Johnny refused to attend the meeting in protest over Prentice’s failure to respond to all negotiation requests from White River for more than half a year.
“We see little value in participating in another political show of smoke and mirrors,” wrote Johnny in a statement released this week.
“If the only conversation is in these types of meetings, little is being done to actually achieve results.”
White River is one of only three Yukon First Nations that have not come to a self-governing agreement with the Canadian government.
Johnny wants to get back to the negotiating table, but despite promises made by Prentice during his last visit to Whitehorse, Ottawa has made no attempts to get things underway.

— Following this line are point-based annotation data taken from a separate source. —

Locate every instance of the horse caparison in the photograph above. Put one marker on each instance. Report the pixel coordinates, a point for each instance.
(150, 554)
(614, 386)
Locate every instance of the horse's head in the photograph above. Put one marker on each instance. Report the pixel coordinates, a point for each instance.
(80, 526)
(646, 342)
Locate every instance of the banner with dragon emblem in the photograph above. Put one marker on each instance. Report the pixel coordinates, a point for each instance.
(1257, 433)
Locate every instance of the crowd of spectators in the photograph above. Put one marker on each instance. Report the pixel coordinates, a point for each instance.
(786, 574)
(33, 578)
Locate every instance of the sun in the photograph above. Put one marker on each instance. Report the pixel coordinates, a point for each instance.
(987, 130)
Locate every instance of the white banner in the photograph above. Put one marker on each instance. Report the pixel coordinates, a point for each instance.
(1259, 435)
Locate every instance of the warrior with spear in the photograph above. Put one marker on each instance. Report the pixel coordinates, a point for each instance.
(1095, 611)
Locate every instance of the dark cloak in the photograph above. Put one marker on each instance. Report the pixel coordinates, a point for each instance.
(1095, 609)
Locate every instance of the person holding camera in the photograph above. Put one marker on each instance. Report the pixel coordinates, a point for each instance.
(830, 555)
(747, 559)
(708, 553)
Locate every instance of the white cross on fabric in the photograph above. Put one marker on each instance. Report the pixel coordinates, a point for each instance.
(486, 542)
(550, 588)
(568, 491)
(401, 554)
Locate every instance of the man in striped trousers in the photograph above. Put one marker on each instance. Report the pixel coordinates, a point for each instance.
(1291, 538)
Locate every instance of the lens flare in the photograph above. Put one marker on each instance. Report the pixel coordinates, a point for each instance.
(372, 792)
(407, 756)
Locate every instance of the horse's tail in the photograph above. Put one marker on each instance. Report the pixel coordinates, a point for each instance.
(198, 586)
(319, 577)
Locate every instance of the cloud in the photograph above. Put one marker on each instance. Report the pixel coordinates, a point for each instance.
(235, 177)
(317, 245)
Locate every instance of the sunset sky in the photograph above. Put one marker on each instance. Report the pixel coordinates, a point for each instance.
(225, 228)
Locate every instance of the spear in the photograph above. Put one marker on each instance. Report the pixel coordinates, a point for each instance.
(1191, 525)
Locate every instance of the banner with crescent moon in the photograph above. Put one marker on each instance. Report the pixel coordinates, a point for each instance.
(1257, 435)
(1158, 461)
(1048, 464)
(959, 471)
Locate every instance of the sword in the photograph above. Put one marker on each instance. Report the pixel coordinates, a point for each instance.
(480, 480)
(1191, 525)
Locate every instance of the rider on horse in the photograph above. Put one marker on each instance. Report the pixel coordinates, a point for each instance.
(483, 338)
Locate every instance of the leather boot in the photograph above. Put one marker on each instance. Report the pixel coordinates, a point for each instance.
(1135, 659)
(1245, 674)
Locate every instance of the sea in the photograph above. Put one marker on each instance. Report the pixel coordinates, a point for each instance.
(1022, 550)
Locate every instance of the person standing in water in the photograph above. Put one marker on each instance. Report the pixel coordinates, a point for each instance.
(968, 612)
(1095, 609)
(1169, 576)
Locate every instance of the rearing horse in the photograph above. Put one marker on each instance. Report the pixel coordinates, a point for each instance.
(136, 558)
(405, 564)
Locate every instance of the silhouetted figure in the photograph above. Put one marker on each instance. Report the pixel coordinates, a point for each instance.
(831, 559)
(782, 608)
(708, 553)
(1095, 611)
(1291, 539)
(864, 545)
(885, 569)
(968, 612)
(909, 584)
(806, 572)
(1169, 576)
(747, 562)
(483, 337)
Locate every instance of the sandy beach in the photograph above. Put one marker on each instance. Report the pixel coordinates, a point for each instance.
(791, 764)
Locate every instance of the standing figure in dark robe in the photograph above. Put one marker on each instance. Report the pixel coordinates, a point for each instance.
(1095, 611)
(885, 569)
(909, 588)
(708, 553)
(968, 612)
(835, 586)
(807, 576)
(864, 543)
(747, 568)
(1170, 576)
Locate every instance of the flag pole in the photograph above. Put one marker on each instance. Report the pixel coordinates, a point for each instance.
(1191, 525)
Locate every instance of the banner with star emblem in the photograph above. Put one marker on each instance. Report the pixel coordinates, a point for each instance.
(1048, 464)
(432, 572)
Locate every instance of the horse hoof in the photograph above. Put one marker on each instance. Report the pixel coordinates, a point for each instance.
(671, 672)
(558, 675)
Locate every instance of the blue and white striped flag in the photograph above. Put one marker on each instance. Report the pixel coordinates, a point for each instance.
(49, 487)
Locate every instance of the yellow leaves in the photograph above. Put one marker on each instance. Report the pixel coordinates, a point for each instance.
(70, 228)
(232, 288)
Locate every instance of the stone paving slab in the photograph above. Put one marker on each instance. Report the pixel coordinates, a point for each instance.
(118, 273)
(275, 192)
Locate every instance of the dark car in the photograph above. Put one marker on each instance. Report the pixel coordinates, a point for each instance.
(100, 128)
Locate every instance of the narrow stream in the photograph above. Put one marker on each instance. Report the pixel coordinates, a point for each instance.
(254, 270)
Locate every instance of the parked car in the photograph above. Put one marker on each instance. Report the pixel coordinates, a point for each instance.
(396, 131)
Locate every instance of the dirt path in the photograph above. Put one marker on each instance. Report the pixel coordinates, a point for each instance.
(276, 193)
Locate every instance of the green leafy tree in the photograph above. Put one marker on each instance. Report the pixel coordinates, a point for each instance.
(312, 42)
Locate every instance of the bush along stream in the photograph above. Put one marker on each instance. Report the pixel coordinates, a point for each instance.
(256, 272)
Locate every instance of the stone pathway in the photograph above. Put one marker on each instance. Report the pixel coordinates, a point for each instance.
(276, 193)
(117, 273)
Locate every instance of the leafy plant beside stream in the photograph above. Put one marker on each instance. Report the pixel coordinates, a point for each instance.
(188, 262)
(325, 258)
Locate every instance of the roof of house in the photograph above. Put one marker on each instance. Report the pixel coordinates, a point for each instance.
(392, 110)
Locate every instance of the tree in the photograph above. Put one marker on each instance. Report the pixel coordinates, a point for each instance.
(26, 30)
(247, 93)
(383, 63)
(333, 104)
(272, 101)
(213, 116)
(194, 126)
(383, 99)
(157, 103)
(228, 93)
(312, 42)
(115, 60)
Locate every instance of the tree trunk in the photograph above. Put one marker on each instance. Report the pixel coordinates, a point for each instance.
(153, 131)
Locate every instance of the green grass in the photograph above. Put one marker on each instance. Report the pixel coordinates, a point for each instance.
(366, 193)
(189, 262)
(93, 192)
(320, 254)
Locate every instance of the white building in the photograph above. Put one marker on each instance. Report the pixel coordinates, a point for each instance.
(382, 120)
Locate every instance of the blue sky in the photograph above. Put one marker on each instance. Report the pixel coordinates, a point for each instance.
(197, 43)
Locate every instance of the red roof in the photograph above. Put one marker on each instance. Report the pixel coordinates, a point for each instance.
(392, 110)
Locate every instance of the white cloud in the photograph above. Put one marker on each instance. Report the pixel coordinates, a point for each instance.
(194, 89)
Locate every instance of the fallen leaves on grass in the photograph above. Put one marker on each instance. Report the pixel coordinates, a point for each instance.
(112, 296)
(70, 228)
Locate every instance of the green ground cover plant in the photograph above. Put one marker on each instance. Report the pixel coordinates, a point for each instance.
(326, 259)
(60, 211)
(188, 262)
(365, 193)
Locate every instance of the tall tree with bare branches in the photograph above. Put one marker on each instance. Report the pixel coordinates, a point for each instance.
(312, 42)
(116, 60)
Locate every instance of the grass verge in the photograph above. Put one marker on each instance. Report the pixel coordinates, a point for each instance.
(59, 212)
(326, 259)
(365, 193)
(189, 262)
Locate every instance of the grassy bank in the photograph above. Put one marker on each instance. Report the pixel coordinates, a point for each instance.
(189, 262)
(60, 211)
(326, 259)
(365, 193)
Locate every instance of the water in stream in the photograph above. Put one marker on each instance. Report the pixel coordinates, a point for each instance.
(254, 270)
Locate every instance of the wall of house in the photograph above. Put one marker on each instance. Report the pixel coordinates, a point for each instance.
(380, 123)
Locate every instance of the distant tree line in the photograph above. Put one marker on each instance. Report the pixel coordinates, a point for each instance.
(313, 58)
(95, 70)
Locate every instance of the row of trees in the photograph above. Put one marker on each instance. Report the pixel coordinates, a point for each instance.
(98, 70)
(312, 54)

On Thursday, Johnny still hadn’t heard anything from the government or from the Council of Yukon First Nations.
He’s not sure when he will hear anything.

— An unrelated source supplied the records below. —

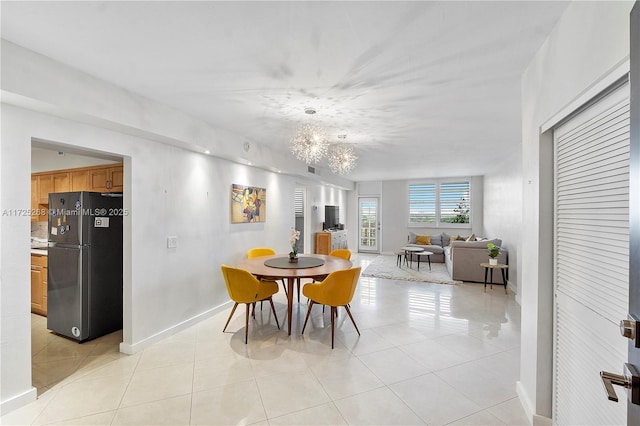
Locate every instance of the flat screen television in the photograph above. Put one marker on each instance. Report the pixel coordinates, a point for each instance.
(331, 217)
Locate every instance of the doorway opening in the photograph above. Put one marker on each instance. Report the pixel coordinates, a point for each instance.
(58, 167)
(368, 225)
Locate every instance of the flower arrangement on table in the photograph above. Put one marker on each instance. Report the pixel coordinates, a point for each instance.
(294, 237)
(494, 251)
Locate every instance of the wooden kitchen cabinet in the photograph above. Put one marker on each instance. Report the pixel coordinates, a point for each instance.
(39, 284)
(106, 178)
(326, 242)
(60, 183)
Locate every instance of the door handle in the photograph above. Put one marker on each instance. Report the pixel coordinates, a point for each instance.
(630, 380)
(630, 328)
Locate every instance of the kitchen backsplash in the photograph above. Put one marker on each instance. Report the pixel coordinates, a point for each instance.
(39, 230)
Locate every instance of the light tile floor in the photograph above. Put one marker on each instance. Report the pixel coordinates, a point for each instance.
(428, 354)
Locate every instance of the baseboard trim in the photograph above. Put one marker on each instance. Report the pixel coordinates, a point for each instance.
(134, 348)
(18, 401)
(525, 401)
(541, 421)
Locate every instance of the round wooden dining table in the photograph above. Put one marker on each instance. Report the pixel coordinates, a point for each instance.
(292, 271)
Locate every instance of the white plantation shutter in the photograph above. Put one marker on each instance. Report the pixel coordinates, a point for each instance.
(299, 202)
(592, 258)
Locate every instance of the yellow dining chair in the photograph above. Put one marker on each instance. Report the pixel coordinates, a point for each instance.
(335, 290)
(343, 253)
(245, 288)
(264, 251)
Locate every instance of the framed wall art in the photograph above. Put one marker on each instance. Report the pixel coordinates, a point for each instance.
(248, 204)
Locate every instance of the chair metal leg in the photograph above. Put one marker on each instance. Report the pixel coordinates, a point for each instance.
(352, 320)
(307, 317)
(230, 315)
(273, 308)
(246, 324)
(333, 311)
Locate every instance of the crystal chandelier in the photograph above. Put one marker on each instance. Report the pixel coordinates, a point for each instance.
(342, 159)
(309, 144)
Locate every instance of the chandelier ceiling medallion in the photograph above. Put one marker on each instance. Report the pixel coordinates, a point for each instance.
(310, 144)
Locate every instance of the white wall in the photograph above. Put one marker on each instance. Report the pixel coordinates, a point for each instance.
(168, 191)
(503, 209)
(590, 40)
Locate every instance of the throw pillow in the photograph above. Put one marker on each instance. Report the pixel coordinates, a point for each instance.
(423, 240)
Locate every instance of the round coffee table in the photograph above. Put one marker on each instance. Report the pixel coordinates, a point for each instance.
(408, 251)
(424, 253)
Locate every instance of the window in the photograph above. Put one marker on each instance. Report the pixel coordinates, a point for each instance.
(440, 203)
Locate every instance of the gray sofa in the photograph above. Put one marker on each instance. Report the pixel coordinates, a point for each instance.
(463, 259)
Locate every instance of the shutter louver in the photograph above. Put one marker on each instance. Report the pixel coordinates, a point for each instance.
(592, 258)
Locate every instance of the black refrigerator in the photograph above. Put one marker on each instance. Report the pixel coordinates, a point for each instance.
(84, 279)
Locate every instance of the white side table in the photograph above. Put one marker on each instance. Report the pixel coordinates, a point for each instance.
(408, 251)
(424, 253)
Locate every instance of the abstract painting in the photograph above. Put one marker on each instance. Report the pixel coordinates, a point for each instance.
(248, 204)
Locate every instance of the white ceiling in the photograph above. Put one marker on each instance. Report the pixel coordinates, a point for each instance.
(421, 89)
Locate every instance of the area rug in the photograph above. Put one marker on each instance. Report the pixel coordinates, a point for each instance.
(385, 266)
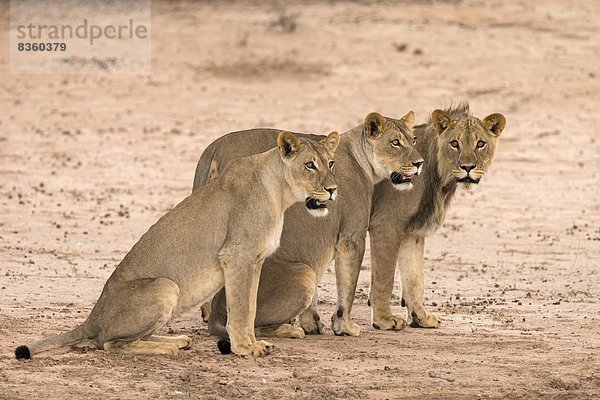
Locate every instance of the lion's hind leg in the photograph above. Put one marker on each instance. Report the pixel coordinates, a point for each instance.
(129, 313)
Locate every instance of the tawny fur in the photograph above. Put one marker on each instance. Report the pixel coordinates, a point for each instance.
(218, 236)
(367, 154)
(400, 221)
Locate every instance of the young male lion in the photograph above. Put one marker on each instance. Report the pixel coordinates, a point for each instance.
(217, 236)
(380, 148)
(458, 149)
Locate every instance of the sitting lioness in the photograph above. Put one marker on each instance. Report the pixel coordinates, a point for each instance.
(381, 148)
(217, 236)
(458, 149)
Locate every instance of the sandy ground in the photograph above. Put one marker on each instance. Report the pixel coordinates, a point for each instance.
(88, 163)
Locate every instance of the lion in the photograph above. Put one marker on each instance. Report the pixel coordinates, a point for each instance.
(218, 236)
(380, 148)
(458, 150)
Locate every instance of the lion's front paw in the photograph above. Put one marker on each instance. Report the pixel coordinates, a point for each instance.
(184, 342)
(391, 323)
(424, 319)
(312, 325)
(342, 328)
(261, 348)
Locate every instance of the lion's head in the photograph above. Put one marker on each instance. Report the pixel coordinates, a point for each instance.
(310, 169)
(466, 145)
(393, 149)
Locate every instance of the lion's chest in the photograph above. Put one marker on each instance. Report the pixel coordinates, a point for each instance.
(274, 236)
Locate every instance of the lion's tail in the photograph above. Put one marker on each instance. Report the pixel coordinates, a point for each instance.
(70, 338)
(207, 168)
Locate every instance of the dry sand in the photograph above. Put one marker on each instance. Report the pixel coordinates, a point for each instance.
(88, 163)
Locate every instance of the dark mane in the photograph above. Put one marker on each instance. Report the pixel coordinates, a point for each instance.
(461, 110)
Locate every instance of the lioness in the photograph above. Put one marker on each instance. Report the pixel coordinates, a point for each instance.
(458, 149)
(379, 148)
(217, 236)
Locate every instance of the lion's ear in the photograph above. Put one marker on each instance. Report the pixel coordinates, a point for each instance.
(331, 142)
(409, 119)
(288, 144)
(441, 121)
(495, 123)
(375, 124)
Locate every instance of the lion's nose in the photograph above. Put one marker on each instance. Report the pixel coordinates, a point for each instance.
(331, 191)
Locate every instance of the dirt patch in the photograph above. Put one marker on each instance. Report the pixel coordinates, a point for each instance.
(88, 163)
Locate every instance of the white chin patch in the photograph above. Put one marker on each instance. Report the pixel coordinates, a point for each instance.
(403, 186)
(319, 212)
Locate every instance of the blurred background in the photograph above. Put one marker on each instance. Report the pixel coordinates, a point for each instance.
(88, 162)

“We’re waiting. I check my e-mails,” he said Thursday from Beaver Creek.
“I think we need to look at options because I’m going to be a thorn in everybody’s ass if this (Alaska) pipeline comes through and I’m sitting at the border saying, ‘Well you can’t build anything because you’re in White River traditional territory and you don’t have an agreement with us.’
“All I’m saying is let’s go back to the table and look at options instead of just sitting here and trying to keep us in limbo.”

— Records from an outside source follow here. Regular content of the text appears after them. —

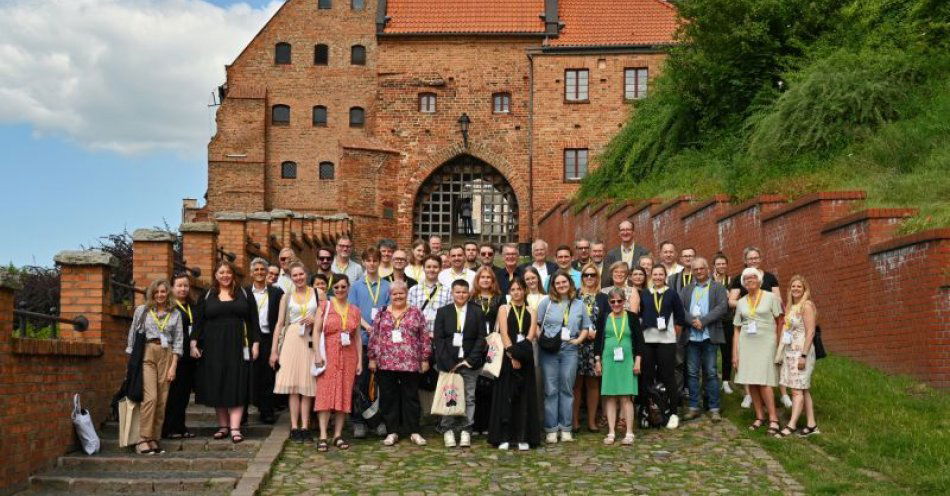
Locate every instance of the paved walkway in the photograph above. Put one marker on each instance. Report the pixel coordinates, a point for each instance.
(698, 458)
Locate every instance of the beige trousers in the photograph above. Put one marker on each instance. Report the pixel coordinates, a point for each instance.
(155, 365)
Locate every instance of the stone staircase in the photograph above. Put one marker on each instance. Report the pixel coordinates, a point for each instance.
(200, 465)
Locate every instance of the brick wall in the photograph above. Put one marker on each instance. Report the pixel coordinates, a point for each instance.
(883, 299)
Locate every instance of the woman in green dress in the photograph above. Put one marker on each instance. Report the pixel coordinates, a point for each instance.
(617, 352)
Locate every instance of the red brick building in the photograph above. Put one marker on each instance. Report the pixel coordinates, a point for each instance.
(356, 107)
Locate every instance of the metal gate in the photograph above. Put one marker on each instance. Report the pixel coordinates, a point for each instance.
(466, 199)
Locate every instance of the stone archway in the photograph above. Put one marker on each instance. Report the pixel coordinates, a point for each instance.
(464, 199)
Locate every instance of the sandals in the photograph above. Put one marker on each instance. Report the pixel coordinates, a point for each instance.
(809, 431)
(341, 443)
(221, 433)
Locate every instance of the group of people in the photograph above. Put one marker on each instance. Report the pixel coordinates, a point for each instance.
(614, 333)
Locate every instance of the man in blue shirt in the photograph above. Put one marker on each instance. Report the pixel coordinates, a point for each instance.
(705, 301)
(370, 293)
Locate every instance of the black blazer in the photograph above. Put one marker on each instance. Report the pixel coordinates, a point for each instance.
(274, 294)
(635, 332)
(473, 337)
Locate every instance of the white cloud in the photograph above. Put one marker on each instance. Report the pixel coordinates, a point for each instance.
(129, 76)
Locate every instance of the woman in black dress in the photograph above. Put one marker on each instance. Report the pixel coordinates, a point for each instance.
(225, 339)
(515, 422)
(487, 297)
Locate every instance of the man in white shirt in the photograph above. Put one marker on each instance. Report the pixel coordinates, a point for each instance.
(457, 269)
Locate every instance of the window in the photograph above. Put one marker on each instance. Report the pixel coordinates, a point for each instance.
(427, 103)
(280, 115)
(634, 83)
(358, 55)
(288, 170)
(327, 171)
(321, 55)
(320, 116)
(282, 53)
(575, 164)
(357, 117)
(501, 103)
(575, 85)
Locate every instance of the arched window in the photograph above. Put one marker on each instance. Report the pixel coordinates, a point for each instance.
(320, 116)
(358, 55)
(327, 171)
(427, 103)
(282, 53)
(288, 170)
(501, 103)
(280, 115)
(321, 55)
(357, 117)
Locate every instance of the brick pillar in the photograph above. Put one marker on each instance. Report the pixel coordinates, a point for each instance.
(85, 290)
(199, 243)
(153, 257)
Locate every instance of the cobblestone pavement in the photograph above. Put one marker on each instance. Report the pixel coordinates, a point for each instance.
(698, 458)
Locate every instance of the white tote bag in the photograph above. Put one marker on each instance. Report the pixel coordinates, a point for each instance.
(84, 428)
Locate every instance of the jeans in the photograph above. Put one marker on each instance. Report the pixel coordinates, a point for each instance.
(559, 371)
(459, 423)
(702, 354)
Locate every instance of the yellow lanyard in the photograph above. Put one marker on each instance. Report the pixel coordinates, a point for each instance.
(519, 317)
(344, 313)
(458, 319)
(160, 323)
(303, 304)
(753, 305)
(369, 287)
(613, 324)
(187, 310)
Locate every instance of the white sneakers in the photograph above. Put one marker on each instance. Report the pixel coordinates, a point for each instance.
(674, 422)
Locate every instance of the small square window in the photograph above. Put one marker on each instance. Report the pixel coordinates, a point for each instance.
(288, 170)
(575, 164)
(327, 171)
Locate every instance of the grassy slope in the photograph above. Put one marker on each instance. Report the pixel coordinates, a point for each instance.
(881, 434)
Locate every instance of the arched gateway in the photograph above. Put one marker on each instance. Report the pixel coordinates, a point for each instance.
(466, 199)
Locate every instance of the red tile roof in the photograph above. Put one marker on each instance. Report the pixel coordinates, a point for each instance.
(465, 16)
(615, 22)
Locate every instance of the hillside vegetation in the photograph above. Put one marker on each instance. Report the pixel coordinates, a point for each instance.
(791, 97)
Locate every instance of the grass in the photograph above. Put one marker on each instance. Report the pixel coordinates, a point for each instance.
(881, 434)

On Wednesday, a number of chiefs gave presentations to Prentice on different issues ranging from treaty implementation, government investment, health care, education and economic development.
Discussions continued on the implementation of First Nation government legislation and the recognition of treaties, said Council of Yukon First Nations grand chief Andy Carvill after the meeting Wednesday.
“We’ve been working on it, and we are starting to do more work on it and CYFN is part of the restructuring.”
By the time Prentice returns to the Yukon, possibly in October, the council and the First Nations governments should have a package of draft legislation and policies ready to hand him, said Carvill.
A group of Yukon chiefs plans to travel to Ottawa in September to lobby government officials and look into setting up an office there.
“We want an office in Ottawa that deals with First Nations and the implementation of the agreements not only in the Yukon but in the North,” said Carvill.
The transfer of payments was also a big issue, said Cahmpagne/Aishihik First Nations chief James Allen from Haines Junction on Thursday.
The government just rubber-stamped a targeted investment plan totaling around $30 million over the next two fiscal years, said Allen.
But this took too long to happen, he said.
“The next time, the process should be speedier because these dollars were announced two years ago and now the minister just signed off on these last week.
“The targeted investment plan is a good start, it’s a good initiative, but it seems like right now it’s a one-time thing so we suggested to him that it should be an ongoing commitment by the government.
“We’d like to see a speedier process and this type of commitment be renewed after this allocation is done for this portion of the funding.”